A l’occasion des rencontres financières internationales Paris Europlace, dirigeants économiques et politiques ont échangé ce midi sur les leçons du Brexit et les mesures nécessaires pour y faire face. Dans un contexte de concurrence exacerbée entre les places financières européennes, la Maire de Paris a rappelé dans son discours son attachement à une coopération renforcée des villes-monde, tout en soulignant la nécessité de répondre à l’inquiétude et aux nouveaux besoins exprimés par les entreprises et les salariés actuellement basés à Londres. Il s’agit dès lors pour Paris et Londres de créer les conditions d’une plus grande fluidité dans leurs échanges de talents et d’entreprises, à travers un partenariat qui s’appuie sur les atouts de chaque ville.

« La sortie du Royaume-Uni de l’Union Européenne va prendre du temps. Néanmoins, beaucoup d’entreprises attendent dès aujourd’hui des signaux concrets des places européennes. Paris doit être capable de faire valoir ses atouts sur le plan international », a souligné Anne Hidalgo, en rappelant les nombreux classements internationaux qui placent Paris comme un hub mondial de l’innovation.

« Mon objectif est clair : faire de Paris la première place financière européenne », a-t-elle annoncé, sous les applaudissements des entrepreneurs présents. « Cela doit toutefois se faire en respectant l’identité et les valeurs de Paris. La finance, oui, mais une finance éthique et innovante, qui respecte les règles fiscales, qui saisit les nouvelles opportunités telles que les obligations vertes – les Green bonds – et où les investisseurs verdissent leurs placements en veillant à réduire l’empreinte carbone et l’impact sur le Climat de leurs portefeuilles », a prôné Anne Hidalgo.

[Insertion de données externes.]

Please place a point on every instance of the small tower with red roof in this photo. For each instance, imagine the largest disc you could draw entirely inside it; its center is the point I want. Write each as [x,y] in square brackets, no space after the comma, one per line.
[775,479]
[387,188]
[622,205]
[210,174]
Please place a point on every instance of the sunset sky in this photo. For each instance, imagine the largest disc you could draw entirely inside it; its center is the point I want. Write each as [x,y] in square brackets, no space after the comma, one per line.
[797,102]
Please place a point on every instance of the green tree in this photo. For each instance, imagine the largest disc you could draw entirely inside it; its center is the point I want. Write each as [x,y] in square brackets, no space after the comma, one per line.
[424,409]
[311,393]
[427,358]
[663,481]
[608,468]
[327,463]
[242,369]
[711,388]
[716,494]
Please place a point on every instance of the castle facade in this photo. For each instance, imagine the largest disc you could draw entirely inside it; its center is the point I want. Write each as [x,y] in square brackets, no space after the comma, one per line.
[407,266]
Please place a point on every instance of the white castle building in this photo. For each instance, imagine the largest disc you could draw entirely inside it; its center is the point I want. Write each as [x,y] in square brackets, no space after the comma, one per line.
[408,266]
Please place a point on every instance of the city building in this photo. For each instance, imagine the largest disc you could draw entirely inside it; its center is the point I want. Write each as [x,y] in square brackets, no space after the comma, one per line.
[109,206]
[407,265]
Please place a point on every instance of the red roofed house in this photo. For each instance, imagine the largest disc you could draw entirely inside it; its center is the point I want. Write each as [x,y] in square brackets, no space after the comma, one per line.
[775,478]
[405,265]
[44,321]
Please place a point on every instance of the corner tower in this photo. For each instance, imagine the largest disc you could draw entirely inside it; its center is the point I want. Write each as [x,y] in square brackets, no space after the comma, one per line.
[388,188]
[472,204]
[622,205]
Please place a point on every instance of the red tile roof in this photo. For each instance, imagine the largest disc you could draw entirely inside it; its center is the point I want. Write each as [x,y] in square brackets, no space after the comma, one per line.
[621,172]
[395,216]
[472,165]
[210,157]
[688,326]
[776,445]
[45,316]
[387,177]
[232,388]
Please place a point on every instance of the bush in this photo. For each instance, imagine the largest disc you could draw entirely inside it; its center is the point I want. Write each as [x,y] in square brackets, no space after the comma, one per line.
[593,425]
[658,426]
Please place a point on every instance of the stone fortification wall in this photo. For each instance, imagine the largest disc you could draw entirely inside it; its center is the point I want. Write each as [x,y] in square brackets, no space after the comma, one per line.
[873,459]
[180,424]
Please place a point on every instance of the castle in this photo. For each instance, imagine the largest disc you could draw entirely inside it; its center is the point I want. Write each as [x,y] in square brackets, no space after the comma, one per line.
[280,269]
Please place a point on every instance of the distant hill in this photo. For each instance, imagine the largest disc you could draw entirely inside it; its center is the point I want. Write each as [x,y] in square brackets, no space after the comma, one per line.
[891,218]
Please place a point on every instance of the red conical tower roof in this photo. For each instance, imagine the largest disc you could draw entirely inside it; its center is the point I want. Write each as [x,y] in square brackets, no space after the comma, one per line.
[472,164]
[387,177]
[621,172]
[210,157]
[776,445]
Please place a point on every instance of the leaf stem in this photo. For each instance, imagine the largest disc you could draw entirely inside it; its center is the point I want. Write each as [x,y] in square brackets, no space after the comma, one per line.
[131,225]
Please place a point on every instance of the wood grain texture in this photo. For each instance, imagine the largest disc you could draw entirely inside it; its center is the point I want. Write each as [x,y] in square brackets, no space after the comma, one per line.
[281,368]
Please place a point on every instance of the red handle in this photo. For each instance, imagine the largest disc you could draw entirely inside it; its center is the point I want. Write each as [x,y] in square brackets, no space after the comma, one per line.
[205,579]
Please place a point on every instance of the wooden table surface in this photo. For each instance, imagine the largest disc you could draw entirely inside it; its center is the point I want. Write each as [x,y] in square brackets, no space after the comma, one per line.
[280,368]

Pour la Maire de Paris, face à la « complexité des situations » que connaissent les entreprises londoniennes, réfléchir sur un mode binaire du « leave » ou du « remain » n’est pas suffisant : « Nous devons accepter la pluralité des réponses à apporter. Certaines entreprises tiendront à rester à Londres tout en ayant accès au marché européen. Ceci implique de leur faciliter l’installation d’une antenne à Paris et de permettre la bi-domiciliation des entreprises entre Paris et Londres. Je crois, en ce sens, à la double citoyenneté économique et urbaine », a-t-elle expliqué.

Pour les entreprises qui envisagent de traverser la Manche, la Maire de Paris préconise « un guichet unique piloté par l’Etat et en présence de la Ville de Paris et des autres collectivités locales concernées, comme la Métropole du Grand Paris et la Région Ile-de-France ». Il aurait vocation « à regrouper dans un même lieu toutes les administrations utiles à l’installation des sociétés étrangères et de leurs salariés ».

« Il y aurait un lieu dédié à la vie de l’entreprise – recherche de locaux, renseignements sur la fiscalité nationale et locale, etc – et un lieu dédié aux salariés – recherche de logements avec des agences partenaires, centralisation des inscriptions scolaires et des demandes de places en crèche, etc », a-t-elle expliqué.

A ce titre, le Paris landing pack fait figure d’expérimentation réussie. Mis en place par l’agence parisienne de l’innovation et du développement économique, Paris&Co, il prévoit pour les startups étrangères qui souhaitent s’implanter à Paris une offre qui combine hébergement dans un incubateur, solution de logement pour le dirigeant et services adaptés pour les investissements.

Anne Hidalgo a d’ailleurs proposé de le décliner sous la forme d’un « Paris-London landing pack », qui sera discuté avec les partenaires londoniens. « Celui-ci pourra prendre la forme d’un abonnement unique mensuel pour les jeunes entrepreneurs, comprenant une offre de coworking pour leur société, une offre de logement pour les salariés, un pass Eurostar, un pass unique Navigo et Oyster Card, des abonnements couplés à Vélib’ et Santander Cycles, et de services à la carte tels que des entrées dans les musées parisiens », a-t-elle détaillé.